I giudici della Corte d’Assise alla figura di Dell’Utri dedicano molte pagine. Non a caso è colui che ha beccato la condanna più pesante, dopo Bagarella (28 anni), e insieme a Mori e Subranni, confermando, almeno in primo grado, quel profilo di uomo cerniera tra la Sicilia e gli interessi prima economici e poi politici di Silvio Berlusconi.
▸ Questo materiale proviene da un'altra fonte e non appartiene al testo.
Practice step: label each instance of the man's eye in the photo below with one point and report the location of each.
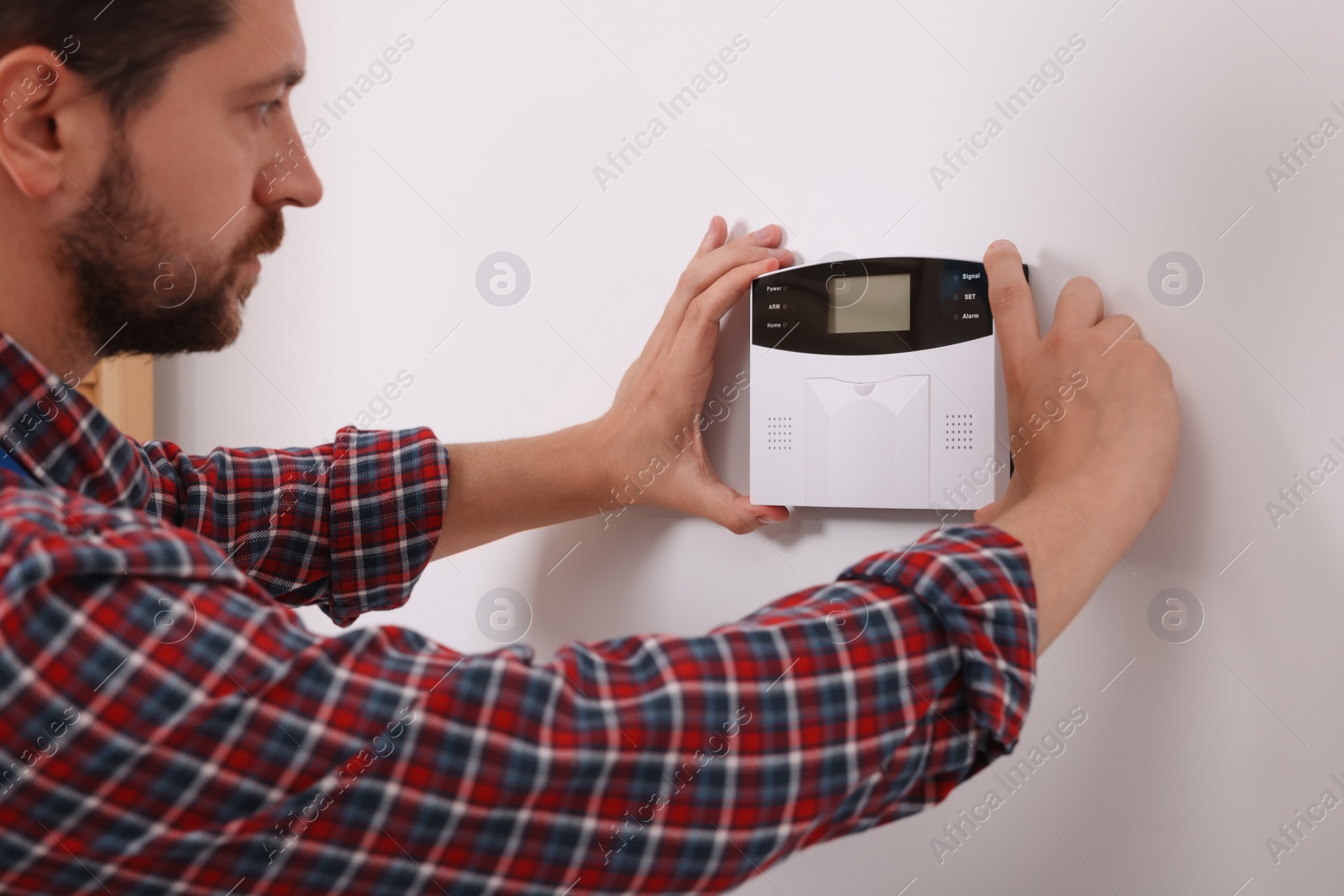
(264, 109)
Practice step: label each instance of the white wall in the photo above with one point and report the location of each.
(1156, 140)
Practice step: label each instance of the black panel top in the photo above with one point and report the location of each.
(871, 307)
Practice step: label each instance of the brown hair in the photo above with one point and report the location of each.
(124, 49)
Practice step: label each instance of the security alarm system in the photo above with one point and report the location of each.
(877, 383)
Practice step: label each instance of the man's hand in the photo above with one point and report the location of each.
(651, 436)
(1095, 425)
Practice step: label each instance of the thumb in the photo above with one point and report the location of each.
(734, 511)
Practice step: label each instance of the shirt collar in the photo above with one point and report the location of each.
(60, 438)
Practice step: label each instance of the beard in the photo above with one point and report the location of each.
(134, 291)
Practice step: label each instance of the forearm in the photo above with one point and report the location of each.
(512, 485)
(1070, 547)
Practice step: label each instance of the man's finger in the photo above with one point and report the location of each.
(712, 238)
(1079, 304)
(1010, 301)
(709, 268)
(1119, 327)
(692, 347)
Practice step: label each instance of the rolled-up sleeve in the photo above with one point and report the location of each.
(349, 526)
(223, 746)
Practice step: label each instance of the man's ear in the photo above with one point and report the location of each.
(53, 129)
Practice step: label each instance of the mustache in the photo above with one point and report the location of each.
(265, 239)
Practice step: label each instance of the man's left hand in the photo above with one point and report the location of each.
(652, 432)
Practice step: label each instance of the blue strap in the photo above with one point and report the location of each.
(10, 464)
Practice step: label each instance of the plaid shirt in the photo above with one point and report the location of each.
(168, 726)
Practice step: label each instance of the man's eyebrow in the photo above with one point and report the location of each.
(288, 78)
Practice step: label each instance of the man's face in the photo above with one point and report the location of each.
(192, 194)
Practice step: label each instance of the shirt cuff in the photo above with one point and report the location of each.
(389, 492)
(978, 582)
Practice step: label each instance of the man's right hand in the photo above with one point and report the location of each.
(1095, 426)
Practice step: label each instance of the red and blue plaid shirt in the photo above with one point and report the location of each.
(168, 726)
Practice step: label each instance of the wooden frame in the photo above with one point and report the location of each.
(124, 390)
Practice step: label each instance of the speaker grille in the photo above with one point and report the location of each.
(779, 432)
(958, 432)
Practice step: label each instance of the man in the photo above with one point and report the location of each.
(168, 726)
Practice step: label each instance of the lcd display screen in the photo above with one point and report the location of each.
(864, 304)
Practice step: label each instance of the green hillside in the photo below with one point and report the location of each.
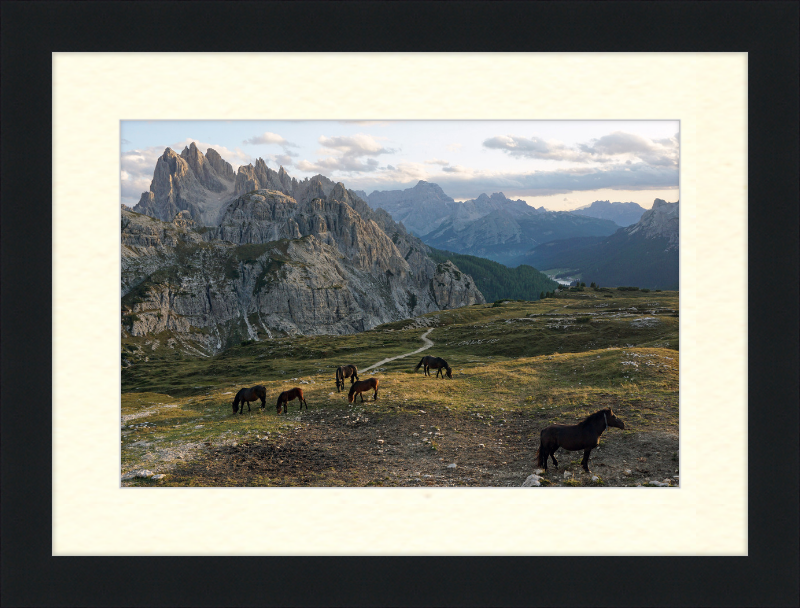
(517, 367)
(498, 282)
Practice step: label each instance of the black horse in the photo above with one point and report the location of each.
(248, 395)
(582, 436)
(362, 386)
(345, 371)
(437, 363)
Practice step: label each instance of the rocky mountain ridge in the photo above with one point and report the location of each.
(490, 226)
(325, 263)
(622, 214)
(645, 254)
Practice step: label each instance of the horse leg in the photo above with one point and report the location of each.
(585, 461)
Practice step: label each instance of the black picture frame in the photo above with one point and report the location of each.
(767, 31)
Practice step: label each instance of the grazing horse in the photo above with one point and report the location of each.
(248, 395)
(437, 363)
(363, 385)
(286, 396)
(582, 436)
(345, 371)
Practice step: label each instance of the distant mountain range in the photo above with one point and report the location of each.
(642, 255)
(622, 214)
(493, 227)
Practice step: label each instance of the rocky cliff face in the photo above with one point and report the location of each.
(274, 265)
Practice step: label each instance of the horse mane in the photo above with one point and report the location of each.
(597, 415)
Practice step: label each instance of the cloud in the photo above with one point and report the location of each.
(269, 138)
(349, 154)
(533, 147)
(612, 148)
(368, 123)
(354, 145)
(464, 183)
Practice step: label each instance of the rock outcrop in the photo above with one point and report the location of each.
(323, 263)
(622, 214)
(188, 182)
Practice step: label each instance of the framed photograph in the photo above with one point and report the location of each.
(705, 524)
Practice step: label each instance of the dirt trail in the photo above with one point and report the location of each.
(428, 344)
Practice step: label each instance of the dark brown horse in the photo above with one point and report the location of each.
(360, 387)
(247, 395)
(345, 371)
(286, 396)
(437, 363)
(582, 436)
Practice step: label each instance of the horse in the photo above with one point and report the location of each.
(286, 396)
(345, 371)
(437, 363)
(248, 395)
(582, 436)
(360, 387)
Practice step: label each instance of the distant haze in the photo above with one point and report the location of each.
(560, 165)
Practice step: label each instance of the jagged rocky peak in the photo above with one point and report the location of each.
(184, 220)
(203, 170)
(221, 166)
(185, 182)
Le motivazioni della sentenza citano altri dispositivi a carico di Dell'Utri: "Con l'apertura alle esigenze dell'associazione mafiosa Cosa nostra, manifestata da Dell'Utri nella sua funziona di intermediario dell'imprenditore Silvio Berlusconi nel frattempo sceso in campo in vista delle politiche del 1994 – si legge nelle carte -, si rafforza il proposito criminoso dei vertici mafiosi di proseguire con la strategia ricattatoria iniziata da Riina nel 1992". E ancora: "Se pure non vi è prova diretta dell'inoltro della minaccia mafiosa da Dell'Utri a Berlusconi, perché solo loro sanno i contenuti dei loro colloqui, ci sono ragioni logico-fattuali che inducono a non dubitare che Dell'Utri abbia riferito a Berlusconi quanto di volta in volta emergeva dai suoi rapporti con l'associazione mafiosa Cosa nostra mediati da Vittorio Mangano". 

Un rapporto ininterrotto

“La nuova direzione mafiosa voluta da Riina – si legge nella sentenza -, subentrato a Bontate nella Cosa nostra palermitana non aveva inciso sugli equilibri sanciti tra Cosa nostra, Dell’Utri e Berlusconi con il patto del 1974 che è rimasto del tutto immutato ed è proseguito senza soluzione di continuità fino al 1992”. “Incontestabile – si dice in un altro passaggio - che, nel periodo successivo alla morte di Stefano Bontade e durante il dominio di Salvatore Riina, non è registrata alcuna interruzione dei pagamenti cospicui da parte di Silvio Berlusconi”. “Il gruppo imprenditoriale milanese facente capo a Silvio Berlusconi pagava somme di denaro alla mafia, a titolo estorsivo, e ciò fino agli inizi degli anni 90”. 

Il ruolo chiave di Dell’Utri 

“La peculiarità del comportamento di Dell’Utri – si legge ancora nelle carte del processo - è consistita nel suo modo speciale e duraturo di rapportarsi con gli esponenti di Cosa nostra non provando mai in un ventennio nessun imbarazzo o indignazione nell’intrattenere rapporti conviviali con loro, sedendosi con loro allo stesso tavolo”. “Un soggetto – si legge - che pur non essendo intraneo all’associazione mafiosa, ha voluto consapevolmente interagire sinergicamente con soggetti acclaratamene mafiosi, rendendosi conto di apportare con la sua opera di mediazione un’attività di sostegno all’associazione senza dubbio prezioso peril suo rafforzamento”.